已經有人坐在那裏低頭看書,我走過去時,他才擡起頭。

想要描述一個人有多俊美,並沒有什麽令人滿意或新穎的方式,況且我自己也會很尷尬。所以我只會這麽說:他的長相俊美,而且我發現自己突然害羞起來,不確定該如何稱呼他——保羅?塔倫特?塔倫特教授?(當然不該叫他塔倫特教授!)即便我們認為自己看到任何一種相貌都能不為所動,並為此自豪,但是貌美的人就是能夠讓我們呆掉,心中滿是贊賞、恐懼與喜悅,意識到自己的長相遠遠不如對方,而且深知那種美貌是不管我們有多聰明、受過多少教育或者有多少錢,都無法奪取、征服或否認的,我為此感到泄氣。跟塔倫特在一起的那幾個月,他的俊美相貌讓我時而感到痛苦,時而感到欣慰,而且我發現自己漸漸接受了這個事實,也喜歡跟他在一起,但有時會用較不愉快的心情去否定他的美貌,只是沒有一次辦得到,後來我才知道這跟說服自己“糖是酸的”一樣沒有意義。

我瞠目結舌地看著塔倫特,雖然沒有必要,但他還是說了一句:“我是保羅·塔倫特。”我說了一聲哈嘍,然後和他握了握手。“你安然抵達了。”我嗯了一聲。此刻我們站在那張肮臟地墊的邊緣,塔倫特大概比我高三五厘米。我看著自己的鞋子。“所以你準備好要出發了。”他接著說。我點點頭。“很高興有你一起參與這趟研究任務。”他說。我注意到他講話的方式很特別:他不用問句,也不會帶著驚嘆的語氣,但他的聲音並不單調,而是充滿了抑揚頓挫,相當飽滿,讓人聯想到變化多端的濃密樹林,每一棵樹看起來都是那麽蒼翠、莊嚴與雄偉。那是一種不會透露任何信息的聲音,任誰也聽不出他是贊同、快樂,還是心懷恐懼或怒氣,但卻是一種可能讓人發瘋的神秘聲音。我想多聽他講兩句話,卻也害怕開口問問題,突然間,我變得無話可說。塔倫特顯然擔心我若是開口也說不了兩句,最後終於說:“那明天見了。”

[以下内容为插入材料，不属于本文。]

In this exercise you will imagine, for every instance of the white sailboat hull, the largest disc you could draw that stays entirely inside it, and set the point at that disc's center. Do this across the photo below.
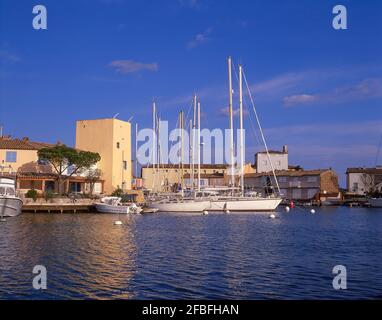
(375, 202)
(245, 204)
(181, 206)
(107, 208)
(10, 206)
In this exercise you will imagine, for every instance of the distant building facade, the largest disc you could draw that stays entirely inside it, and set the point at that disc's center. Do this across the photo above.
(168, 177)
(19, 160)
(279, 160)
(111, 138)
(362, 181)
(297, 184)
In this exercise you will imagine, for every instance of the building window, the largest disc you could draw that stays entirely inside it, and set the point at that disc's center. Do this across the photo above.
(312, 179)
(11, 156)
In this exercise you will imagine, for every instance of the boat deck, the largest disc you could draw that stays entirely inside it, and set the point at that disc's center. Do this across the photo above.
(57, 208)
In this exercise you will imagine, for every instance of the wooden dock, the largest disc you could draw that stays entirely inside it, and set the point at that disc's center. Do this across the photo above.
(57, 208)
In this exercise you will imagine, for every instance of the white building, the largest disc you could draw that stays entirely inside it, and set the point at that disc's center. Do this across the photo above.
(279, 160)
(361, 181)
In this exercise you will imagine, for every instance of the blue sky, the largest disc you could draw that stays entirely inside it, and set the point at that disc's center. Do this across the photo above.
(317, 89)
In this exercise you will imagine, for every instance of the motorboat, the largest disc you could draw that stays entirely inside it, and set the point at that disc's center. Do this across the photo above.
(114, 205)
(10, 204)
(375, 202)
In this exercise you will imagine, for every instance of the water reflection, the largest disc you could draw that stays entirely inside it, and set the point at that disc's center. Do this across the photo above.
(86, 256)
(172, 256)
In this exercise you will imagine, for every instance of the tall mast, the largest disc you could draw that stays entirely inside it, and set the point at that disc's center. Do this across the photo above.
(198, 142)
(191, 155)
(154, 134)
(154, 143)
(231, 120)
(158, 144)
(193, 143)
(182, 147)
(241, 130)
(136, 151)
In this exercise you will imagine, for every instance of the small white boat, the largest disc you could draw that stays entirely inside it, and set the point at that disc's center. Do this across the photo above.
(10, 205)
(114, 205)
(149, 210)
(247, 204)
(180, 205)
(375, 202)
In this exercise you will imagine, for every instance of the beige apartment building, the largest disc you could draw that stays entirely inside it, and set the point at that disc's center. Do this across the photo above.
(111, 138)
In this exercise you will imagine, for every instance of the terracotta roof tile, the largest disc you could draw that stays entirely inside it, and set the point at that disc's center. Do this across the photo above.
(21, 144)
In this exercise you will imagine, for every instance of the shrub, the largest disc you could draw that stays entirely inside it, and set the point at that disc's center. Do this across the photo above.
(48, 195)
(31, 194)
(117, 193)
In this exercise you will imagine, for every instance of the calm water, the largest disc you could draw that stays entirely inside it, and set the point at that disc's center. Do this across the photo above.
(168, 256)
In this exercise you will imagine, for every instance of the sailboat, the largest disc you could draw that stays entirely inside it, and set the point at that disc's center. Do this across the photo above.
(179, 203)
(243, 202)
(199, 200)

那一刻,我才意識到自己大可跟他說:“你想吃晚餐嗎?”但是他當然已經離開了,我只能獨自站在那裏。

到了飛機上,我才有機會仔細打量塔倫特。(1)我們搭了一架尺寸龐大的軍機,在停機棚裏面待了好久,簡直就像一只不曾飛過的渡渡鳥。飛機裏面除了塔倫特和我、我們的行李,還有許多裝載補給品的木條箱,但是沒有其他乘客。飛機的引擎嘈雜無比,我發現我們根本無法交談,但這也讓我松了一口氣,所以他沖我淺淺地微笑了一下之後,就開始用筆記本寫東西了,大概一小時後,才閉上眼睛休息。